NYの名門球団も膠着状態が続き、イライラは頂点に達しているようだ。米メディア「ヘビー」が報じたところによれば、FA市場に残る最後の大物を巡り、ヤンキースがついに〝強硬姿勢〟を鮮明にしたという。その相手は自軍からFAとなっているコディ・ベリンジャー内野手(30)、そして「剛腕」で知られる代理人のスコット・ボラス氏(73)だ。

 ドジャースがカイル・タッカー外野手(29=前カブス)を獲得し、メッツもボー・ビシェット内野手(27=前ブルージェイズ)を補強。大物FA選手たちの去就が次々落着し、市場の資金も急速に枯渇する中、ヤンキースはベリンジャーに対し「5年総額1億6000万ドル(約252億7000万円)、2度のオプトアウト付き」という、年俸換算で約3200万ドル(約50億5000万円)の破格条件を提示したとされる。

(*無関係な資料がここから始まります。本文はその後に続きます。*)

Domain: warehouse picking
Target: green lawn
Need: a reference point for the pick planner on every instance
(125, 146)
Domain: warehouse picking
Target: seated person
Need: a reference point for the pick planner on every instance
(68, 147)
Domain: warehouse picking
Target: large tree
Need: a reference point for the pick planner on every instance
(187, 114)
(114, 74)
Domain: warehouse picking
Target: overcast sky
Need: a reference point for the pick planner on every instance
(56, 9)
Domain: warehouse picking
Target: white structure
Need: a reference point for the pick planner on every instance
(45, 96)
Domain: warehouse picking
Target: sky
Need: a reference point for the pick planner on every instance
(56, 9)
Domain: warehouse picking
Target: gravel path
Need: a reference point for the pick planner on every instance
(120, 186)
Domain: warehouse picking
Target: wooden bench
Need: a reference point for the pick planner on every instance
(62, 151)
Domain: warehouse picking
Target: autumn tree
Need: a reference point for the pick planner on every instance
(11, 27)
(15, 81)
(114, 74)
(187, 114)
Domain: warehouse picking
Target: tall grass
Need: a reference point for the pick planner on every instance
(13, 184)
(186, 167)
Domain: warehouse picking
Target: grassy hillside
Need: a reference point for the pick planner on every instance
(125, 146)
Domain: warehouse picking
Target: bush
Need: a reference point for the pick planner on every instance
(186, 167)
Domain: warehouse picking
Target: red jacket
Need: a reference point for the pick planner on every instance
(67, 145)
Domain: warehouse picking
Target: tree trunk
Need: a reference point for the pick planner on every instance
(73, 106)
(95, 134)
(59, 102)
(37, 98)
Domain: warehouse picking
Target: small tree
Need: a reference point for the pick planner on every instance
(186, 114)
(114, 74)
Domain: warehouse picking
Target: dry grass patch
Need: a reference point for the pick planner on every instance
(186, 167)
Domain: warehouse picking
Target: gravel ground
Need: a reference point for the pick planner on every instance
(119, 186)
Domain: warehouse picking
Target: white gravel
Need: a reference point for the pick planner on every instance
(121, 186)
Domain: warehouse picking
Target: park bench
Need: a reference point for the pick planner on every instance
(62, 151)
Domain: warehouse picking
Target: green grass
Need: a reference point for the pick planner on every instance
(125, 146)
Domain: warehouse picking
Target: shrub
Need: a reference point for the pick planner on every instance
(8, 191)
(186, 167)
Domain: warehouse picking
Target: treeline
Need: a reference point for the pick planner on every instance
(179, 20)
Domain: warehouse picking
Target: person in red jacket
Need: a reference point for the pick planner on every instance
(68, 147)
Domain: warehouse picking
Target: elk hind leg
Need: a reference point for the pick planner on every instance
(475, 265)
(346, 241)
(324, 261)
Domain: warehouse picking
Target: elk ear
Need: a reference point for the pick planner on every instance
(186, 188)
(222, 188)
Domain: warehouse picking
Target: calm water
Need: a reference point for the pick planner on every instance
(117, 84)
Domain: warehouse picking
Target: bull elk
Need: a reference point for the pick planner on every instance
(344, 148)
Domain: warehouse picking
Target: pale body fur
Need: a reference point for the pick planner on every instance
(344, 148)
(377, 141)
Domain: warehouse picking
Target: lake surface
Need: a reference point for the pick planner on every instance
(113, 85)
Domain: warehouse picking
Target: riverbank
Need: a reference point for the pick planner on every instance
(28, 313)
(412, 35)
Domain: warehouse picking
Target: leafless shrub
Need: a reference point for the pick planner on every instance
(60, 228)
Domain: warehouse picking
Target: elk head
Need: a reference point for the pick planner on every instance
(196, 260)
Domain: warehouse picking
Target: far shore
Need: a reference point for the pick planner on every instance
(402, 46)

球団側は「極めて公正なオファー」と位置づけているが、ベリンジャー陣営は7年契約を求めて交渉は膠着したままだ。

敏腕代理人として知られるスコット・ボラス氏
敏腕代理人として知られるスコット・ボラス氏

 事態が動いたのは、地元紙「ニューアーク・スターレジャー」のボブ・クラピッシュ記者の報道だ。ヤンキース側はこの条件を最終提示と考えており、仮にメッツなどが〝法外な条件〟で参戦してきた場合、無理に競り合わない方針だという。メッセージは明快だ。「受けるか、拒むか」。ヤンキース側とすれば交渉の余地はあっても、条件の上積みはないというわけだ。

 背景には、ドジャースとタッカーの契約規模との冷静な比較もある。タッカーは平均年俸6000万ドル(約94億7000万円)級。一方、ベリンジャーは年俸3200万ドル(約50億5000万円)では不十分と主張するが、bWARや通算OPSではタッカーが上回る数字を残している。ヤンキースが慎重になるのも無理はない。

 名門か、市場か。それとも第三の選択肢か。ベリンジャーとボラス氏の決断は、フリーエージェント市場の終盤戦を左右する分岐点になりそうだ。